Hoje, parte de nós, ao comentar o que somos, exerce uma lógica peculiar e muito original do que podemos chamar de “cultura de botequim”, que hoje domina a cultura brasileira em geral, depois de longo silêncio cuidadoso de desvalorização e de vergonha do que podíamos ser. Ou vir a ser.
A conversa de botequim se caracteriza pela irresponsabilidade tóxica de seus praticantes, pela impertinência com que tratam assuntos pertinentes. No botequim, não se pensa duas vezes ao preferir a piada à verdade sem graça. Ninguém vacila em inventar um argumento falso para justificar o que pretende afirmar. Não se dá crédito ao que não serve para impor uma razão pouco razoável. Ganhara discussão é a prioridade, mesmo que não se saiba o que está certo ou errado, que não se dê muita importância à vitória. Mesmo que estejamos a espremer uma barata na sola do sapato, faremos isso porque é assim que se faz no mundo real dos heróis. Com um sorriso nos lábios, ainda que disfarçadamente triste.
No botequim, o valor de quem fala mais alto, de preferência aos gritos, será sempre superior ao de quem é capaz de raciocinar sem muito escândalo. No botequim, o que vale mesmo é o tapa lerdo nas costas e o sucesso junto a um público que busca diversão na absoluta normalidade.
O botequim é, antes de tudo, o lugar de seres normais; dos que serão sempre de um só jeito, os que não querem surpreender e não se surpreenderão. O lugar da paz conquistada pela ignorância.
O julgamento de nós mesmos é o da auto desvalorização, ainda que disfarçada pelo galicismo literário a nos garantir que essa é a arma mais poderosa contra quem não acredita em nós. Há sempre uma versão pejorativa para cada virtude que por ventura se descubra em nós.
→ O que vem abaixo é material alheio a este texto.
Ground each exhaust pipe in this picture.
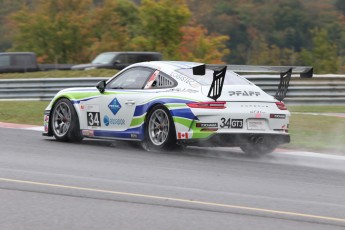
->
[249,135,264,144]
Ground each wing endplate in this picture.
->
[274,68,292,101]
[207,66,227,101]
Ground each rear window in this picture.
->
[177,69,251,85]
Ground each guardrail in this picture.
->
[0,75,345,105]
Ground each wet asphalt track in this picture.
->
[0,128,345,230]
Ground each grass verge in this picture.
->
[0,101,345,154]
[0,69,118,79]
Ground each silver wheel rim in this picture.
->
[53,102,71,137]
[148,109,169,145]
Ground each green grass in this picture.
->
[0,101,345,154]
[287,105,345,113]
[0,69,118,79]
[0,101,49,125]
[282,114,345,154]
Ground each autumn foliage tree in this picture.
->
[178,24,230,63]
[8,0,229,63]
[12,0,92,63]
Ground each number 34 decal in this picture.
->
[220,117,243,129]
[86,112,101,126]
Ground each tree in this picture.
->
[12,0,92,63]
[88,0,139,57]
[178,24,230,64]
[133,0,190,59]
[301,28,339,74]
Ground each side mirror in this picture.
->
[113,60,121,66]
[96,80,106,93]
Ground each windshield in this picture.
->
[177,69,251,85]
[92,53,116,64]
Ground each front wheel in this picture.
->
[141,105,176,150]
[51,98,83,142]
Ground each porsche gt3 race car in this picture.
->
[43,61,312,155]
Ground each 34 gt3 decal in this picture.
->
[219,117,243,129]
[86,112,101,126]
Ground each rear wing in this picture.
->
[193,64,313,101]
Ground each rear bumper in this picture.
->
[180,133,290,147]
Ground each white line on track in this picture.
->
[0,178,345,223]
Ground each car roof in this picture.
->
[130,61,203,71]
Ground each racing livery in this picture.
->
[43,61,312,155]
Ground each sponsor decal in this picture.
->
[219,117,243,129]
[103,115,126,126]
[196,123,218,128]
[81,129,95,137]
[80,103,99,112]
[86,112,101,127]
[80,103,85,111]
[103,115,109,126]
[167,88,199,93]
[270,114,286,119]
[229,90,260,97]
[241,104,268,108]
[177,132,188,139]
[108,97,121,115]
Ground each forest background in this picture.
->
[0,0,345,74]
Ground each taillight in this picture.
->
[187,101,226,109]
[276,102,287,110]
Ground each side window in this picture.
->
[106,67,154,89]
[115,54,128,64]
[145,70,177,89]
[0,55,11,66]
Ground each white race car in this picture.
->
[43,61,313,155]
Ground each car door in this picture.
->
[94,67,155,131]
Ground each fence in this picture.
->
[0,75,345,105]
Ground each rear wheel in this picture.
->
[141,105,176,150]
[51,98,83,142]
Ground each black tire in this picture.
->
[51,98,83,142]
[240,142,277,157]
[141,105,178,151]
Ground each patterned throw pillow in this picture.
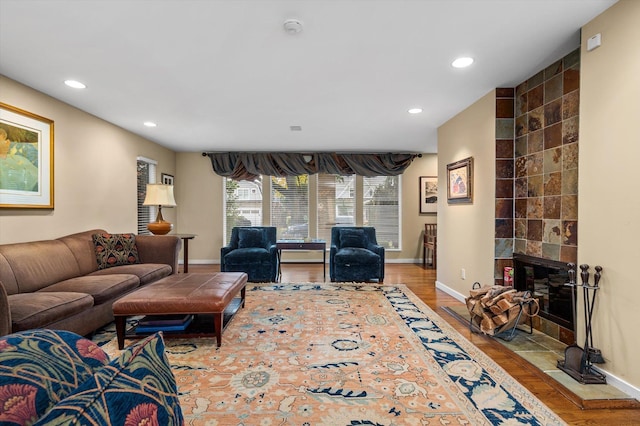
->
[36,333,184,426]
[238,228,263,248]
[340,229,367,248]
[93,233,140,269]
[0,329,109,425]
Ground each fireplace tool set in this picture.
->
[558,263,607,385]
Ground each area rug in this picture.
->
[94,284,565,426]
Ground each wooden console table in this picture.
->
[276,240,327,281]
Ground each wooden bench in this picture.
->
[113,272,247,349]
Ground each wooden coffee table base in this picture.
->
[113,272,247,349]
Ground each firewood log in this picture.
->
[491,293,515,315]
[469,286,491,299]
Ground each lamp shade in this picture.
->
[142,183,176,207]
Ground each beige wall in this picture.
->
[0,76,180,244]
[176,153,437,263]
[437,90,496,296]
[578,0,640,389]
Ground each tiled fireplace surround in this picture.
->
[495,49,580,344]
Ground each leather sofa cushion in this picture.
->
[224,247,271,265]
[41,274,140,305]
[58,229,104,275]
[335,247,380,266]
[0,240,80,294]
[8,291,93,333]
[88,263,172,285]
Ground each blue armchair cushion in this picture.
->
[238,228,264,248]
[37,333,184,425]
[0,329,109,424]
[340,229,367,248]
[224,247,271,265]
[335,247,380,266]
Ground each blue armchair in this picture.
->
[220,226,278,282]
[329,226,384,282]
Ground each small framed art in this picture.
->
[447,157,473,204]
[0,102,53,209]
[419,176,438,214]
[160,173,173,185]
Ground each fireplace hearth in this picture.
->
[513,254,575,332]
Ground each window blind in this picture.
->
[317,174,356,243]
[363,176,400,249]
[137,157,157,235]
[271,175,309,239]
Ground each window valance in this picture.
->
[202,152,420,180]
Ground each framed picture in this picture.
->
[161,173,173,185]
[447,157,473,204]
[419,176,438,214]
[0,102,53,209]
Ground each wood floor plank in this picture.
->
[189,264,640,426]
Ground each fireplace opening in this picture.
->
[513,254,575,331]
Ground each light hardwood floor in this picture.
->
[189,264,640,426]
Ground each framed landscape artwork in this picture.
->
[419,176,438,214]
[160,173,173,185]
[447,157,473,204]
[0,102,53,209]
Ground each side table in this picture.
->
[169,234,196,274]
[276,240,327,281]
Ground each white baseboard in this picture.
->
[188,255,422,265]
[436,281,640,400]
[180,259,220,265]
[436,280,467,303]
[596,367,640,401]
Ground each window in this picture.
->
[316,174,356,241]
[224,177,262,242]
[362,176,400,249]
[138,157,158,235]
[224,174,401,249]
[271,175,309,239]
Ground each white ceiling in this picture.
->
[0,0,615,153]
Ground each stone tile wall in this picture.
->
[495,49,580,284]
[514,49,580,262]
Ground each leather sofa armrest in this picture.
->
[0,281,11,336]
[136,235,182,274]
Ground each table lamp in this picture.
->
[142,183,176,235]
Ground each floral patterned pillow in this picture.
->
[92,233,140,269]
[37,333,184,426]
[0,329,109,425]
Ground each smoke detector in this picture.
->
[283,19,302,35]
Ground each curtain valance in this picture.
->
[202,152,419,180]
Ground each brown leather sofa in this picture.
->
[0,229,181,336]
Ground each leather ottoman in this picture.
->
[113,272,247,349]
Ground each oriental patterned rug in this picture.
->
[94,284,565,426]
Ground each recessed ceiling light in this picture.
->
[451,57,473,68]
[64,80,87,89]
[283,19,302,35]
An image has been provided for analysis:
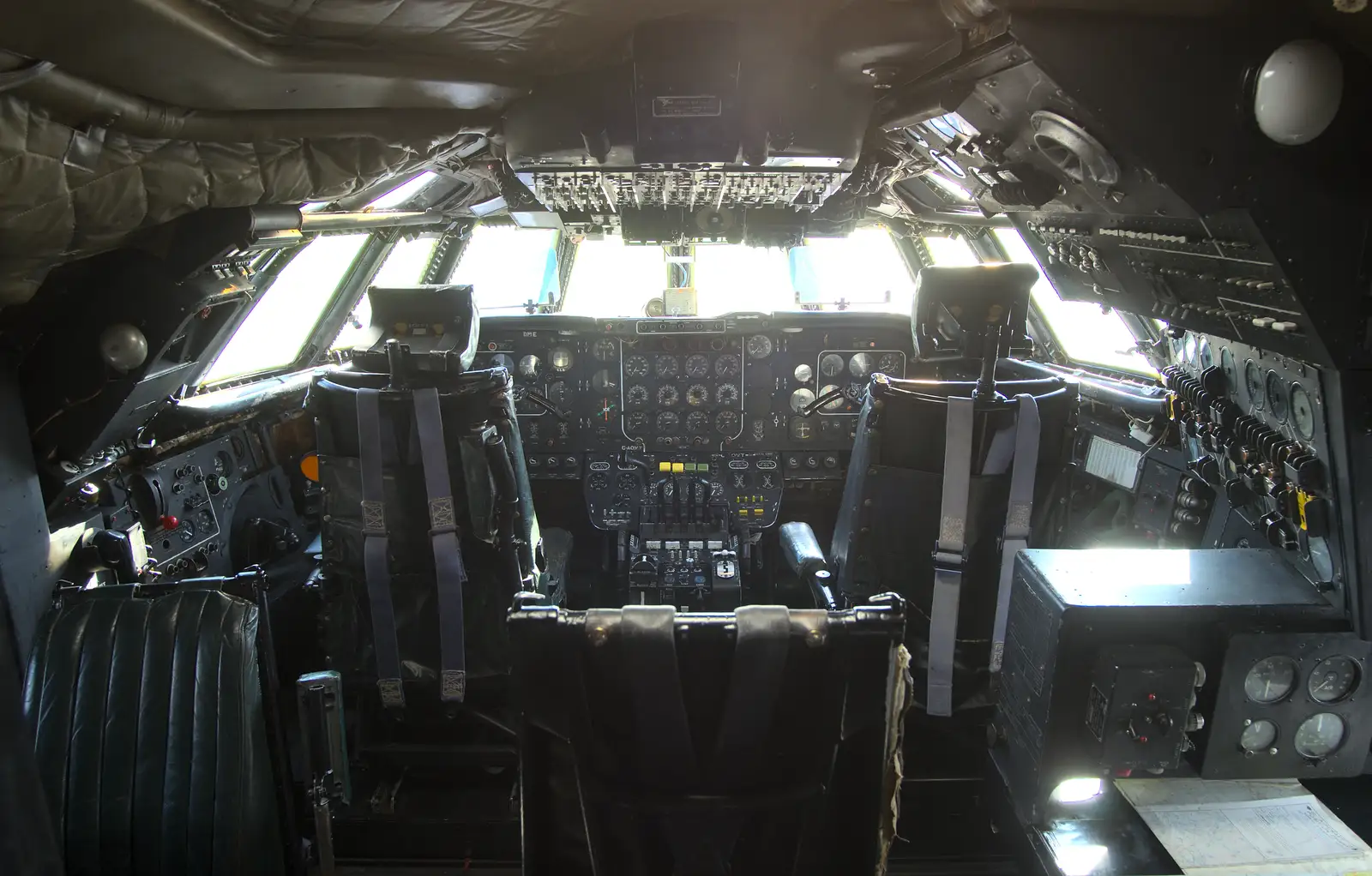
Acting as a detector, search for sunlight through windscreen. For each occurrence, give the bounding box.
[329,237,437,350]
[201,234,368,384]
[793,227,915,314]
[450,225,557,314]
[563,236,667,316]
[695,244,794,316]
[563,227,914,316]
[996,227,1157,375]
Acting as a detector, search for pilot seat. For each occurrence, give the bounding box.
[780,265,1077,716]
[306,285,561,709]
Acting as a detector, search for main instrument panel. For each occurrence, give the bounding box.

Hoje, mais do que nunca, o cara no botequim é um machista que coça o saco e cospe no chão, a cultivar linguagem vagabunda e misógina como suprema demonstração de poder e grandeza. Ele não admite mulheres no botequim, porque elas só existem para serem usadas e injuriadas de diferentes modos. A mulher do outro será sempre mais passada, além de suspeita; enquanto a nossa, uma bênção de perfeição e virtude. A conversa de botequim não admite autocrítica, nem revisão da qualidade de matrimônios desgastados.
A cultura de botequim é o clímax da masculinidade tóxica, o supremo instante de humilhação do outro. O cara no botequim é capaz de considerar a morte de uma esposa querida como a libertação do viúvo para a gandaia. A doença fatal não passa de um pretexto para a traição (“sempre desconfiei desse aneurisma, ele nunca me cheirou bem”). E se a vítima chorar no enterro, o botequim dirá que é apenas mimimi, puro disfarce. O importante é uma fodinha por semana; e, se a mulher do outro for menos apetitosa ou sei lá o quê, dizer simplesmente: “Não humilha cara, kkkkkk”. O botequim pensará que vamos aprender e nos acostumar ao sofrimento.